Another big lie cultivated by the democrat left in the US. Republicans want us to remember the truth about slavery and its horrors. The democrats were the slave holders who wielded their whips and terror on the slaves. They created Jim Crow, segregation and dehumanization of African Americans. We republicans want the record of slavery to be remembered in our national memory. Republicans were formed in 1854 as the anti slavery party, defeated the slave holding aristocratic southern Confederacy (at a cost of 400,000 Civil War Union casualties), freed the slaves and passed the 13th, 14th and 15th Amendments to the Constitution. Republicans helped create schools and colleges for the former slaves, created the Freedmans Bureau and other resettlement agencies. The record of slavery appears in all American history textbooks. Since the democrats have no sensible policies to offer the voters they constantly play the false race card accusations as exhibited by the quote to distort the truth.

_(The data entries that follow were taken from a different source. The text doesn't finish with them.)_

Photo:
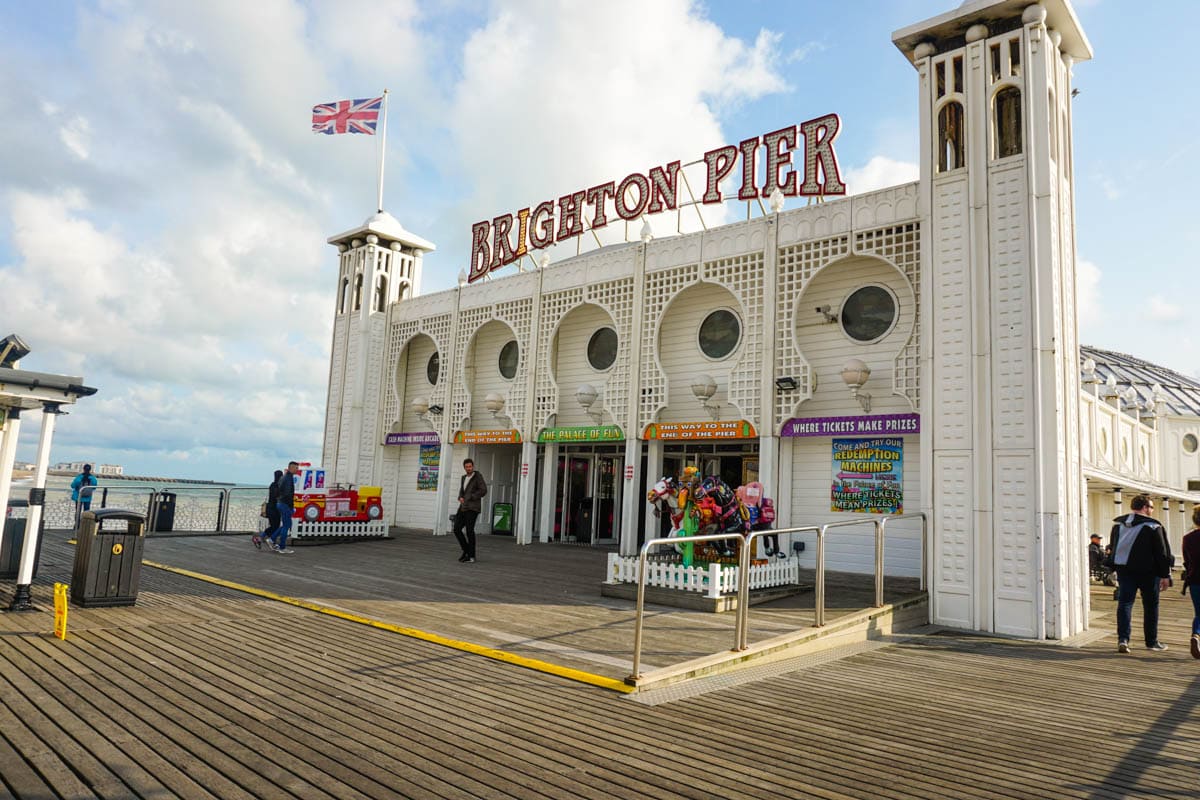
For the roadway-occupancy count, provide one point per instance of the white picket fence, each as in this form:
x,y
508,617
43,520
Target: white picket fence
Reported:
x,y
303,529
714,579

Much of what you state is true. But you fail to acknowledge that there has been a major role reversal in American politics (a paradigm shift) in the past 50 years.
Historically, Southern Democrats fought tooth and nail to protect slavery whilst in the Republican north they fought valiantly to end slavery, culminating in the bloody Civil War.
Today, Republicans are stubbornly reluctant to admit that American society is one where White privilege is alive and well. In this regard, they strongly oppose things like CRT (critical race theory) and the fact that Whites are a privileged class in America.
So, White privilege is not a Democratic or Republican issue, per se, it’s an American blight.
Black people, whilst being unjustly and brutally denied basic human rights for centuries, built America with their blood, sweat and tears. And that is indisputable!
Now, the time has come to end systemic and built-in injustices, racism, and white privilege in America and to treat everyone equally.
You hit the nail on the head. Can’t agree with you more. May God bless you, Chris.